Lucy le bajó la cabeza para darle otro beso. Fue un beso de confianza y rendición…, un beso de vino, estrellas y magia…, un beso de despertar segura en los brazos de un amante cuando la mañana ascendía más alto que el vuelo de las águilas y el sol extendía cintas de plata sobre False Bay.
—Ya hablaremos de Nueva York más tarde —dijo Lucy cuando sus labios se hubieron separado—. Todavía no sé si iré. Ni siquiera estoy segura de que deba hacerlo ahora. El arte puede darse en cualquier lugar. —Le chispearon los ojos como si meditara algún conocimiento secreto—. Pero ahora mismo… ¿me llevarías a Rainshadow Road?

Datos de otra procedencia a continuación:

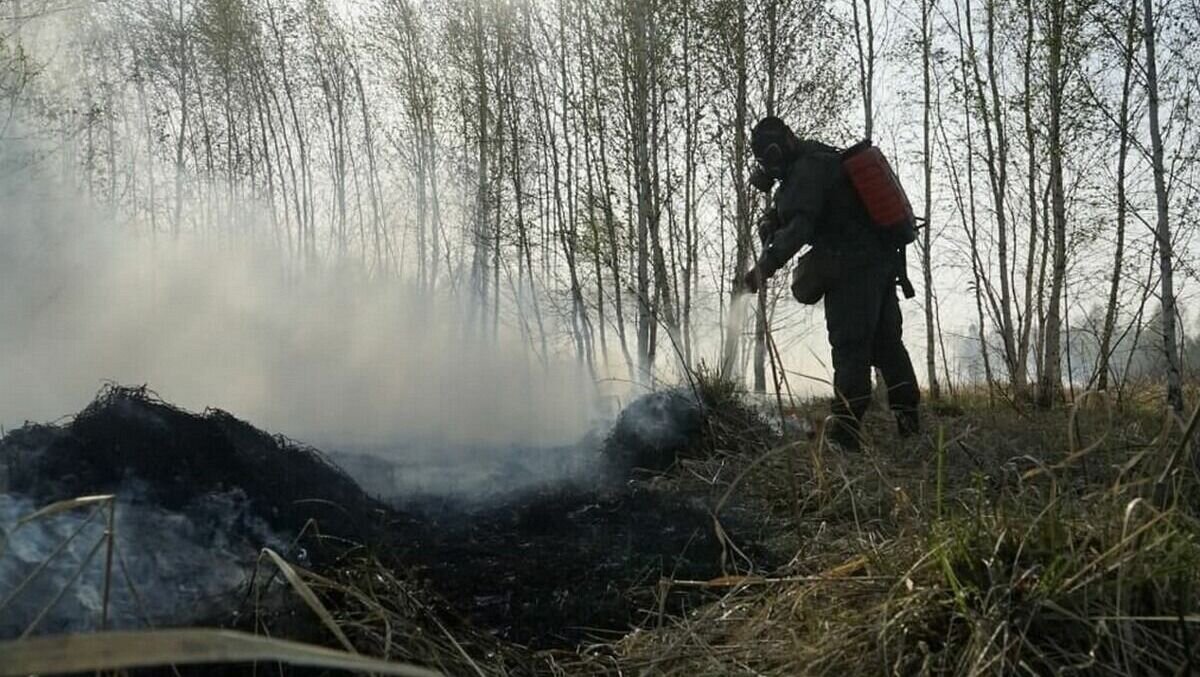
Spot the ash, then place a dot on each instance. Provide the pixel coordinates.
(570, 552)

Como respuesta, Sam le cogió la maleta y la rodeó con un brazo mientras se dirigían hacia la camioneta.
—Algo le ha ocurrido a esa ventana que hiciste para mí —le dijo al cabo de un momento—. El viñedo está cambiando. Todo cambia.
Lucy sonrió, aparentemente nada sorprendida.
—Cuéntame.
—Tienes que verlo por ti misma.
Y la llevó a casa, el primero de muchos trayectos que recorrerían juntos.